Terapi ini dilakukan berdasarkan pengalaman empiris dengan kontrasepsi oral. Pelaksanaan terapi ini direkomendasikan untuk pasien yang simtomatik. Pereda simtomatik untuk dismenorea, dispareunia, dan/ atau nyeri panggul biasanya berhasil dengan menggunakan obat-obatan, meskipun peredaan ini biasanya hanya bertahan dalam waktu singkat (Norwitz dan Schorge, 2008).

Lini pertama pengobatan adalah penggunaan anti inflamasi non steroid disertai dengan atau tanpa kontrsepsi oral atau progestin. Walaupun bukti yang diperoleh masih terbatas, namun secara teoritis, penggunaan agen kontrasepsi oral masih dapat diteruskan (Alford, Taylor, dan DeCherney, 2010).

b. Pembedahan Konservatif

Dilakukan apabila perlengketan panggul dan endometrioma berukuran besar (>2cm), dan lebih dilakukan dengan proses pembedahan. Tujuan pembedahan ini adalah untuk mengangkat atau menghancurkan endometrium sebanyak mungkin dan pada saat bersamaan mengembalikan anatomi normal serta menyisakan sebanyak mungkin jaringan ovarium normal (Norwitz dan Schorge, 2008).

c. Pembedahan Definitif

Pada pembedahan ini cara yang efektif adalah histerektomi dengan salpigo-ooforektomi bilateral. Dengan melakukan pembedahan ini salah satu atau kedua ovarium dapat dipertahankan dengan 20% risiko akan menjalani operasi lain untuk meredakan nyeri yang berkepanjangan (Norwitz dan Schorge, 2008).

Tata laksana untuk mengatasi kasus infertilitas yang terjadi akibat kista endometrium adalah dengan inseminasi. Untuk kista endometrium stage 1 dan stage 2 dapat didahului dengan laparoskopi, kemudian dilanjutkan pemberian stimulasi ovari dengan inseminasi intrauteri, kemudian dilakukan fertilisasi in vitro. Untuk kista endometrium stage 3 dan stage 4 langsung dilakukan stimulasi ovari dengan inseminasi intrauteri, dilanjutkan dengan fertilisasi in vitro (Alford, Taylor, dan DeCherney, 2010).

Terapi non farmakologis yang memungkinkan untuk dilakukan adalah pengobatan alternatif atau CAM (complementary altenative medicine).
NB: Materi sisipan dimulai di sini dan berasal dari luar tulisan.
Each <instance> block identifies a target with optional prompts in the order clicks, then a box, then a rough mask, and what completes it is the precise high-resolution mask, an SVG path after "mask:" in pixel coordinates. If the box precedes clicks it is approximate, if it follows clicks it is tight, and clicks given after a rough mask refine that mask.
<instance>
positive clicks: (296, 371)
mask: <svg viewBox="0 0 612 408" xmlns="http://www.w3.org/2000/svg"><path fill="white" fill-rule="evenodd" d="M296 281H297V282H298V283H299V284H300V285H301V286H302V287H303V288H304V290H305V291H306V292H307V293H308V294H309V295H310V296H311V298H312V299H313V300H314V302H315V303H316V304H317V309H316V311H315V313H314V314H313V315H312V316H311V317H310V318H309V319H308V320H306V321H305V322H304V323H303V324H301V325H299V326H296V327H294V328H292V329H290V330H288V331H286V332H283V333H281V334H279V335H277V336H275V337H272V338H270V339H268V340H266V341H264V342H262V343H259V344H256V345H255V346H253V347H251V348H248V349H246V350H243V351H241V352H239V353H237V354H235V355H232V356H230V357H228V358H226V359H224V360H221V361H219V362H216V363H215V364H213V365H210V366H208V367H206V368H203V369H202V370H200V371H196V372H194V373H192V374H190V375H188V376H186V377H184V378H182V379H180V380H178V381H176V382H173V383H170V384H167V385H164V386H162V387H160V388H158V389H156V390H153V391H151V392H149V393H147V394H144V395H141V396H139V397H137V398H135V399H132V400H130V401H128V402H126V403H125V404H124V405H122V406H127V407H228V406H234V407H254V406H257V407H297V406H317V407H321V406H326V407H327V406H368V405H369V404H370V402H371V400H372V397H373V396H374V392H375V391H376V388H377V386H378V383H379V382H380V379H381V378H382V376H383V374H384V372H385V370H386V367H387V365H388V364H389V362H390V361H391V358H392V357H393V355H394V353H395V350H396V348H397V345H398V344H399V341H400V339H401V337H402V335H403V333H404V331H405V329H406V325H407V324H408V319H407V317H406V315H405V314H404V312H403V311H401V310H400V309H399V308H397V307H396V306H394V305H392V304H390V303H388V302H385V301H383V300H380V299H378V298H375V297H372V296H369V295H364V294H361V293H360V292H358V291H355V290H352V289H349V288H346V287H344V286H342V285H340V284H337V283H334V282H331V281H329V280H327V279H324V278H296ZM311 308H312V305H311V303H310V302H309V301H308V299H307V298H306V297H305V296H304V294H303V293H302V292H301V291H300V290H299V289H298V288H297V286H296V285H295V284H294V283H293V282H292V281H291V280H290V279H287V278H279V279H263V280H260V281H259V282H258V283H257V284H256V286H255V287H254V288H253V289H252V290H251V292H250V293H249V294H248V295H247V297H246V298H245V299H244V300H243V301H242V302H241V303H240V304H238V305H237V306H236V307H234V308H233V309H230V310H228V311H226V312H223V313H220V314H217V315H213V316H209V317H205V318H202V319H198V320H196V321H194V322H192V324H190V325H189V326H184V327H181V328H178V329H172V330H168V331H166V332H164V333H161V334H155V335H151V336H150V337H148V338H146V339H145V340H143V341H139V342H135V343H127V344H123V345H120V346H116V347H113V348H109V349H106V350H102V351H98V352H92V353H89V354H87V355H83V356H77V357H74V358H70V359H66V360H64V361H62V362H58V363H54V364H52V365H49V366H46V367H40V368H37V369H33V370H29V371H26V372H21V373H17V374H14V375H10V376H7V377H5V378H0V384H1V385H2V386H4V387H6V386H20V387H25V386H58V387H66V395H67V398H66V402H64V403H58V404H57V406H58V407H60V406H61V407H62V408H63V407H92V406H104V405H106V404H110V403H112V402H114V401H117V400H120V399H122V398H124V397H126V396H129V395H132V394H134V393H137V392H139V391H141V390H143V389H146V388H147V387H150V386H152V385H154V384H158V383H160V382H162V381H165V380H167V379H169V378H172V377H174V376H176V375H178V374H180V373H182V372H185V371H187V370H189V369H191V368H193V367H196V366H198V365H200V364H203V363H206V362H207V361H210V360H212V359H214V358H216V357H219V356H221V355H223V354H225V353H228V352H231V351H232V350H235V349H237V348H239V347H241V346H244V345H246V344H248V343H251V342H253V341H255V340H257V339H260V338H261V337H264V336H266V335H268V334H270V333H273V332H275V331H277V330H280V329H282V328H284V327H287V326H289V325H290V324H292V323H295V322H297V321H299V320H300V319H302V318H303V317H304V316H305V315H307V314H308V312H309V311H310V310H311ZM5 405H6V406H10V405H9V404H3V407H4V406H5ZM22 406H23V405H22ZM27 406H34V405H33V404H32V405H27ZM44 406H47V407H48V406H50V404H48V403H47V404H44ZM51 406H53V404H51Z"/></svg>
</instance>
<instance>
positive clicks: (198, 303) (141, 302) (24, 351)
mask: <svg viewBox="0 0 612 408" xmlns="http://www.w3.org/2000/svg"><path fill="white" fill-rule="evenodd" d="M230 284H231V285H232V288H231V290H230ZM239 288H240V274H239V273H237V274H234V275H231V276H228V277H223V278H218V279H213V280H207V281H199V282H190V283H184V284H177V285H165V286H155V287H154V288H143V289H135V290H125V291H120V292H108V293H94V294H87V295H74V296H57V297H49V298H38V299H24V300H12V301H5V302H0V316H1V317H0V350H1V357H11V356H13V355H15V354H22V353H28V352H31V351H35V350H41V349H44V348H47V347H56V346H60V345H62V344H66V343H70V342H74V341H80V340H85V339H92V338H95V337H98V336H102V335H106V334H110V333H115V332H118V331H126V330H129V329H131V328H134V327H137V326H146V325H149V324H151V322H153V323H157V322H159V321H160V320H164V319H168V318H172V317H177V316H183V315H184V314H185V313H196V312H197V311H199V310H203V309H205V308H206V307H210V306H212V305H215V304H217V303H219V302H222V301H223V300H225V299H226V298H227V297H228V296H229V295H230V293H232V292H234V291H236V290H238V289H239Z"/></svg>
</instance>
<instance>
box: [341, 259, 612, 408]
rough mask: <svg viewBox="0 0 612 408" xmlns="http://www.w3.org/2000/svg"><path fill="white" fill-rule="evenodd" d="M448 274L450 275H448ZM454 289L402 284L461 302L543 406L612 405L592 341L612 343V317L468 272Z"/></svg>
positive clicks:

Penggunaan terapi ini antara lain untuk mendapatkan fungsi antioksidan,

meredakan nyeri, dan mengurangi terjadinya radang. Terapi yang cukup sering dilakukan antara lain akupuntur, konsumsi vitamin B1, refleksiologi, dan pengobatan herbal. Walaupun bukti keberhasilan terapi ini masih minimal, namun terapi jenis ini dianjurkan karena risiko minimal. Terapi lain yang dapat digunakan adalah terapi psikologis yaitu kemauan pasien sendiri untuk sembuh dan adanya dukungan dari orang-orang di sekitar pasien (Alford, Taylor, dan DeCherney, 2010).